Giant rocking chair arrives in Essex County as part of tour focusing on lack of care for seniors
Posted: June 21, 2016
(June 21, 2016)
By: Trevor Wilhelm, Windsor Star
Health care advocates pushing the government to improve access and standards at long-term care homes stopped in Essex County Monday, and they brought a giant rocking chair to drive home their point.
Volunteers criss-crossing Ontario with the 10-foot chair said it’s a symbol of the care that residents should be receiving.
“We want to reach into the community and actually start thinking about how we can improve standards of care and to start mobilizing a base that governments will listen to,” said Windsor-Essex Health Coalition chairman Ken Lewenza Jr., who joined volunteers on the local stops. “Whether you talk about it from a family’s perspective or a worker’s perspective, things are ready to burst. So we’re saying how do we start thinking about a longer term plan and the only way we can do that is mobilize peoples’ attention around this particular issue.”

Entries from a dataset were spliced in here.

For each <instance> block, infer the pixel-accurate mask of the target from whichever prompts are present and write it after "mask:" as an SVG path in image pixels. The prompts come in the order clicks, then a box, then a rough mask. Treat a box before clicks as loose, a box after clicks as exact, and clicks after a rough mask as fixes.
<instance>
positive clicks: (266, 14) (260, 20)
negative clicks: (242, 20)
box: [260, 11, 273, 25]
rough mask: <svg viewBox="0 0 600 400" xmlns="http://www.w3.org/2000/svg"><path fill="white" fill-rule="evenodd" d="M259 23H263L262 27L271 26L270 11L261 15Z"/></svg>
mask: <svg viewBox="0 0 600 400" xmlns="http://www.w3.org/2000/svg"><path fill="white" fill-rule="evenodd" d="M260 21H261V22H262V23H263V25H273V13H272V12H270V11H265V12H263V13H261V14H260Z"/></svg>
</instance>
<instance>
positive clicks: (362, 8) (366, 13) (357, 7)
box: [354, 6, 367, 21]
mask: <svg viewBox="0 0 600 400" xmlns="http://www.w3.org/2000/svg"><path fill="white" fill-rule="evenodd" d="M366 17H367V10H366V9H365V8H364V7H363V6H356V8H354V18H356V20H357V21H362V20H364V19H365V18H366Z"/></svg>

The group made stops in Amherstburg and Essex with the chair Monday on a 19-city tour across Ontario, calling on the government to reduce wait times and set a minimum standard of care.
The coalition said it wants to collect 20,000 signatures to symbolize the 20,000 people in Ontario waiting to be placed in long-term homes.
Peter Boyle, a volunteer with the Ontario Health Coalition, said the minimum standard should include at least four hours of hands-on care in a 24-hour period. This is important, he said, because of the “extreme” illness many patients are dealing with in long-term care homes. He said 70 per cent of the patients have some form of dementia.
“The workers do everything that they can, they just don’t have the time when they’re serving 15, 18 patients,” said Boyle. “They’ve got 45 seconds here, 30 seconds there to get everyone going. They don’t have any social time with them. A lot of times they over-medicate them because they don’t have enough staff. They put people in diapers because they can’t get them to the bathroom on time. Really it’s shameful what’s happening.”
Boyle said the coalition is also fighting for people’s right of access to long-term care homes in an age of increasing wait times for a reduced number of beds.
“Currently there are 80,000 long-term care beds in Ontario,” said Boyle. “There is a chronic waiting list of 20,000 beds for the last 20 years. We’re talking about 100,000 families that are in or trying to get into long-term care homes. The average wait time is five months.”
Boyle said people have a right to go into any home. If you live in Amherstburg, you have the right to go into a home in that community, he said.
“What’s happening is the wait times are so long that when a bed is available, you’ve got to go to another community away from your family because the standard of care isn’t there,” said Boyle.